Problems with line feeds in case of exporting as pdf/a

Hello,

We use LibreOffice to convert Microsoft Office documents to pdf. We want to create pdf/a as default. We find out that there is sometimes a loss of linefeeds in the textlayer. That is not the case if we convert the document to normal pdf format. It makes no different if we convert the documents manually or by the UNO api.
Affected are all kind of Microsoft Office documents(Word, PowerPoint, Excel). Sometimes subtle, sometimes eye-catching. I attached a PowerPoint document there it is eye-catching. Converting this document for expample ti PDF/A-2b the whole text ist in one line if you copy the textlayer to an editor. It should be 5 lines.
Is that a bug in LibreOffice? Is there an known workaround?

Version: 7.2.4.1 (x86) / LibreOffice Community
Build ID: 27d75539669ac387bb498e35313b970b7fe9c4f9
CPU threads: 16; OS: Windows 10.0 Build 19042; UI render: Skia/Vulkan; VCL: win
Locale: en-US (de_DE); UI: en-US
Calc: CL

PowerPointDifferentLanguages.ppt (122 KB)

No problem here with pdf appearance with any of the pdf/A settings. It does copy from Adobe Reader as one line rather than 5

Version: 7.2.5.2 (x64) / LibreOffice Community
Build ID: 499f9727c189e6ef3471021d6132d4c694f357e5
CPU threads: 8; OS: Windows 10.0 Build 22000; UI render: default; VCL: win
Locale: en-NZ (en_NZ); UI: en-GB
Calc: CL

I don’t think of bug at this moment. I guess we are outside documented behaviour. PDF shall transport the visual impression of a document to ensure it can be shown or printed identical. It does not keep document structure. Actually neither line feeds nor lines are necessary elements of PDF.
As @RobertG in the german question could not reproduce the asked behaviour on linux (confirmed by @EarnestAl on Win10) it may even depend on the old question how to handle single LF instead of CR/LF.
To check I’d ask for the pdf of @MMr so we all look at the same file, and wich software he used to copy/paste.

1 Like

I open the pdf in Acrobat Reader and paste the results in notepad++. We also import the textlayer with a library (ImageGear) with the same results. What puzzled us is the different behavior if you export it as PDF or as archive PDF.
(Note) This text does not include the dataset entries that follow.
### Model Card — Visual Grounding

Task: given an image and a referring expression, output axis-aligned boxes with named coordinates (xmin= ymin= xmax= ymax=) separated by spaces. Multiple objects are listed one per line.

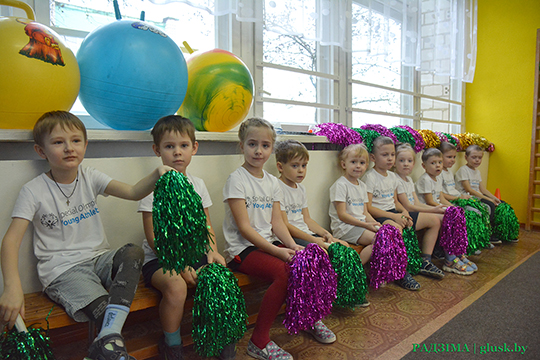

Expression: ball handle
xmin=0 ymin=0 xmax=36 ymax=21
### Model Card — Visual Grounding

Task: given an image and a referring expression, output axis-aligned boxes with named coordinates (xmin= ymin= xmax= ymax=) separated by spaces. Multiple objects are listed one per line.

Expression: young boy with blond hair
xmin=275 ymin=140 xmax=348 ymax=249
xmin=138 ymin=115 xmax=236 ymax=360
xmin=0 ymin=111 xmax=171 ymax=360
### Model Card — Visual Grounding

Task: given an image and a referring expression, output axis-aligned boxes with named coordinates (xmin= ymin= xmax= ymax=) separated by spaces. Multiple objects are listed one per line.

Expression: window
xmin=6 ymin=0 xmax=470 ymax=133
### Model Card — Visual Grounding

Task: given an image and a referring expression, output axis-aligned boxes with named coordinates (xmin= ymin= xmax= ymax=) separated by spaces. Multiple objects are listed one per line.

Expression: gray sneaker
xmin=247 ymin=340 xmax=293 ymax=360
xmin=85 ymin=333 xmax=135 ymax=360
xmin=218 ymin=344 xmax=236 ymax=360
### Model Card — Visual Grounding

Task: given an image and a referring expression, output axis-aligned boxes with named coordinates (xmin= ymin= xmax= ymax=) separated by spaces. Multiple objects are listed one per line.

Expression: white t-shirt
xmin=137 ymin=173 xmax=212 ymax=264
xmin=438 ymin=170 xmax=461 ymax=197
xmin=223 ymin=167 xmax=283 ymax=262
xmin=362 ymin=168 xmax=398 ymax=211
xmin=456 ymin=165 xmax=482 ymax=194
xmin=396 ymin=174 xmax=414 ymax=205
xmin=416 ymin=173 xmax=442 ymax=204
xmin=11 ymin=166 xmax=112 ymax=289
xmin=328 ymin=176 xmax=368 ymax=238
xmin=278 ymin=180 xmax=314 ymax=235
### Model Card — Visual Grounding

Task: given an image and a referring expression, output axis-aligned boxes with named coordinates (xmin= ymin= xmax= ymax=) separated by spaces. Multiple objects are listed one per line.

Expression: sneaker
xmin=443 ymin=255 xmax=474 ymax=275
xmin=218 ymin=344 xmax=236 ymax=360
xmin=489 ymin=235 xmax=502 ymax=245
xmin=419 ymin=259 xmax=444 ymax=279
xmin=306 ymin=320 xmax=336 ymax=344
xmin=396 ymin=273 xmax=420 ymax=291
xmin=356 ymin=300 xmax=371 ymax=307
xmin=158 ymin=336 xmax=184 ymax=360
xmin=86 ymin=333 xmax=135 ymax=360
xmin=459 ymin=255 xmax=478 ymax=272
xmin=247 ymin=340 xmax=293 ymax=360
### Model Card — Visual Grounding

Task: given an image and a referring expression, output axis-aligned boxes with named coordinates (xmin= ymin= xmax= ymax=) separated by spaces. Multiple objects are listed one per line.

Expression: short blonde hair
xmin=275 ymin=139 xmax=309 ymax=164
xmin=338 ymin=144 xmax=369 ymax=162
xmin=32 ymin=110 xmax=88 ymax=146
xmin=465 ymin=144 xmax=484 ymax=156
xmin=150 ymin=115 xmax=195 ymax=147
xmin=238 ymin=117 xmax=277 ymax=144
xmin=371 ymin=136 xmax=395 ymax=154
There is no bug as long as the PDF displays the data correctly. Everything else is irrelevant: PDF purpose is archiving/printing/displaying and the like, not providing editable content.

Just picking at this a little longer.
If I select and copy the text of PowerPointDifferentLanguages.ppt from Impress into Notepad, I get 5 lines of text.
If I copy the text from Impress into Writer I get a single line of text.
This difference in output by itself looks like a bug.

If I open the file in PowerPoint and copy from Powerpoint to Writer I get 5 lines of text.

1 Like

Possibly that (not having breaks in RTF clipboard format) could be filed as a bug.

@mikekaganski I do not agree with you that everything else is irrelevant. We analyses the documents with our software. One relevant information is the line, the position of the text.
But anyway there is a different between exporting some documents with LibreOffice as pdf or exporting the documents as pdf/a. From my point of view there shouldn’t be a different.

@Wanderer. I’d love to upload the result pdf but unfortunately the file extension “pdf” is not allowed to upload as far as i known.

Just rename to xxx.pdf.odt - usually works with not to clever forum uploads …

As suggested I upload the result pdfs with the extension “odt”. Hopefully i break no rules on this forum.

ExportedAsNormalPdf.pdf.odt (41.6 KB)
PowerPointDifferentLanguages.pdf.odt (56.4 KB)

Try:
Save the document in Libreoffice format.
Open the document saved with Libreoffice format.
Check that it is correct.
Export to pdf.

Hello,

Thanks for the suggestion. I tested it. Unfortunately it does not help. It still behave different if you export it as pdf or archive pdf.